Austin Orthop.2018; 3(2): 1014.
Department of Orthopedic Trauma Surgery, Shonan Kamakura General Hospital, Kanagawa, Japan
*Corresponding author: Naoki Yoshida, Department of Orthopedic Trauma Surgery, Shonan Kamakura General Hospital, Kanagawa, Japan
Received: November 06, 2018; Accepted: November 13, 2018; Published: November 20, 2018
A 12-year-old man presented to the emergency department with pain in the right groin, sustained when he kicked a soccer ball. Even though he reported experiencing pain, he could walk unassisted. Radiographic examination revealed an avulsion fracture of the right anterior inferior iliac spine (AIIS) with almost no displacement (Figure 1). He was conservatively treated with analgesics, activity limitation, and partial weight bearing using crutches for four weeks. On follow-up, he reported no pain and a complete range of motion without complications.
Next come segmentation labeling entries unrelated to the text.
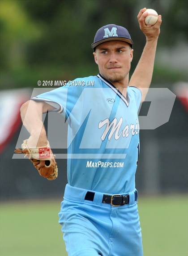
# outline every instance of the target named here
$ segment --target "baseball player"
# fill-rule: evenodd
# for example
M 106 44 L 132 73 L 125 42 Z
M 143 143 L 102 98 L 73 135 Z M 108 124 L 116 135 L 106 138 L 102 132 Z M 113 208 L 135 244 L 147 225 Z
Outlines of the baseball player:
M 98 30 L 92 44 L 97 76 L 77 78 L 21 108 L 23 124 L 30 134 L 24 153 L 40 174 L 50 180 L 56 177 L 57 170 L 42 113 L 59 112 L 68 124 L 68 184 L 59 216 L 69 256 L 143 255 L 135 183 L 137 112 L 151 83 L 162 22 L 159 15 L 155 25 L 146 25 L 145 9 L 140 11 L 137 18 L 146 42 L 129 81 L 131 36 L 124 27 L 107 25 Z M 31 150 L 37 144 L 39 156 L 34 157 Z M 48 152 L 50 174 L 47 157 L 40 158 L 40 153 L 46 156 Z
The AIIS is attached to the straight head of the rectus femoris muscle. AIIS avulsion fractures rarely occur in adolescent athletes during sudden, strong contraction of the muscle attached to growth cartilage . AIIS avulsion fractures are caused by the sudden forceful contraction of the muscle while the hip is hyperextended and the knee is flexed. These fractures are usually noted in player after sports that involve mostly forceful kicking or running, such as soccer, rugby, and tennis . AIIS avulsion fractures occur less frequently than other pelvic avulsion fractures, with an incidence rate between 14.8% and 22.1% .
These injuries can be easily misdiagnosed as simple strains and late diagnosis may cause chronic pain with decreased sports performance. The majority of these fractures heal adequately with conservative treatment. However, some patients benefit from surgical treatment, especially those with fragment displacements greater than 15mm and high functional demands .
Figure 1: Radiographic examination revealed an avulsion fracture of the right anterior inferior iliac spine (AIIS) with almost no displacement.